If you're already using a service like Iron Mountain for offsite archiving (and even if you're not) it might make sense to consider outsourcing the archive. Organizations have many concerns from SOX to Bliley to Patriot Act, HIPPA and new Federal Rules of Civil Procedure. Keeping documents for a multi-year period --or emails forever in many cases for legal reasons-- is a big change that's occured over the past three to five years because emails are now considered legal documents.
Regulators often require companies to be able to bring up mission-critical applications and that often determines tiering requirements. For example, tier 1 mission-critical within six-to-twelve hours, tier 2 within twenty-four hours or tier 3 within seventy-two hours. Email often falls into tier 1 but after some number of days, they will often migrate to tier 2 or tier 3. This underscores the audit concerns organizations have and the need to make sure adequate processes are in place. Indeed, the lawyer community will often attack an organization's proceesses and procedures as a weak point in a case, sometimes flipping the burden of proof.
Outourcing the archive can, for somewhere between $3 - $7 per user per month get the SLA guarantees required to support these applications that internal IT may not be able to (or want to) worry about.

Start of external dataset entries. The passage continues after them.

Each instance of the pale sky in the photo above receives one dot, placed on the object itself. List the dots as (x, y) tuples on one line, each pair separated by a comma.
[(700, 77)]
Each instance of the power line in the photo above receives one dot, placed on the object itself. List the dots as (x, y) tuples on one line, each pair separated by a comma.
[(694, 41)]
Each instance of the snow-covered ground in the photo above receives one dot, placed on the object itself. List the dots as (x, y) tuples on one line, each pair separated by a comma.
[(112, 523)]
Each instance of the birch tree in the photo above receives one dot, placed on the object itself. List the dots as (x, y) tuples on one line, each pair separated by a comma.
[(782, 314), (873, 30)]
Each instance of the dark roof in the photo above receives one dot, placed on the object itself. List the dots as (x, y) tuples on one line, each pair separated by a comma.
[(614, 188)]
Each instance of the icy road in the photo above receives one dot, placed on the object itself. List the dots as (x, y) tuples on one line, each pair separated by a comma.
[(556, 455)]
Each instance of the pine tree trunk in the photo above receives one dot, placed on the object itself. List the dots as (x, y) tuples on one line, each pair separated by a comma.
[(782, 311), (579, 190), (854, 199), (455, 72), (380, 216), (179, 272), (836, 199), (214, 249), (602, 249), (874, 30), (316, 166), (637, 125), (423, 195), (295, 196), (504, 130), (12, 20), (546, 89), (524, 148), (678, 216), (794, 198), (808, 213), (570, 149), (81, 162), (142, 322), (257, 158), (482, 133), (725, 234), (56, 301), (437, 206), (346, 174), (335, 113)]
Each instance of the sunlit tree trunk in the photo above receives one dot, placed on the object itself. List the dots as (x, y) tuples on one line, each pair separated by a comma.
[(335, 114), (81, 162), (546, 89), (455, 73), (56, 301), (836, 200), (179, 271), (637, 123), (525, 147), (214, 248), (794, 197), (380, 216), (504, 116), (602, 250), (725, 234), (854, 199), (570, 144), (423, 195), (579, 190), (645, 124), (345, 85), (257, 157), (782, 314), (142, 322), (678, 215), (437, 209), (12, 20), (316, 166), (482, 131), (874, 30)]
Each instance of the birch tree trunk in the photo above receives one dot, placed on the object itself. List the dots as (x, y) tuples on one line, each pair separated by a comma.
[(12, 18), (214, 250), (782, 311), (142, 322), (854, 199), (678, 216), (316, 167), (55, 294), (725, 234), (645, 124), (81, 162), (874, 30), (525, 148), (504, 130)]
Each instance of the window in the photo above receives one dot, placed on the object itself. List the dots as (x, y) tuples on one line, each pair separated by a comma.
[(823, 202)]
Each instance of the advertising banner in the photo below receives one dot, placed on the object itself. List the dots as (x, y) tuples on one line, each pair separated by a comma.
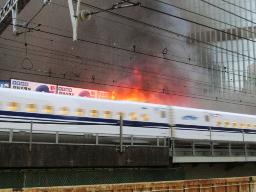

Service level agreements here might include factors like the data hasn't been tampered with, all emails have been captured, procedures are in place and followed correctly, etc. The outsourcing vendor may not have all the bells and whistles functionality but process-wiese they're probably pretty up-to-date.
Action Item: Because risk reduction is the primary driver for email archiving, third party services should be considered as viable options to source the archive. This will allow organizations to more quickly deliver on the promises of the archiving initiative.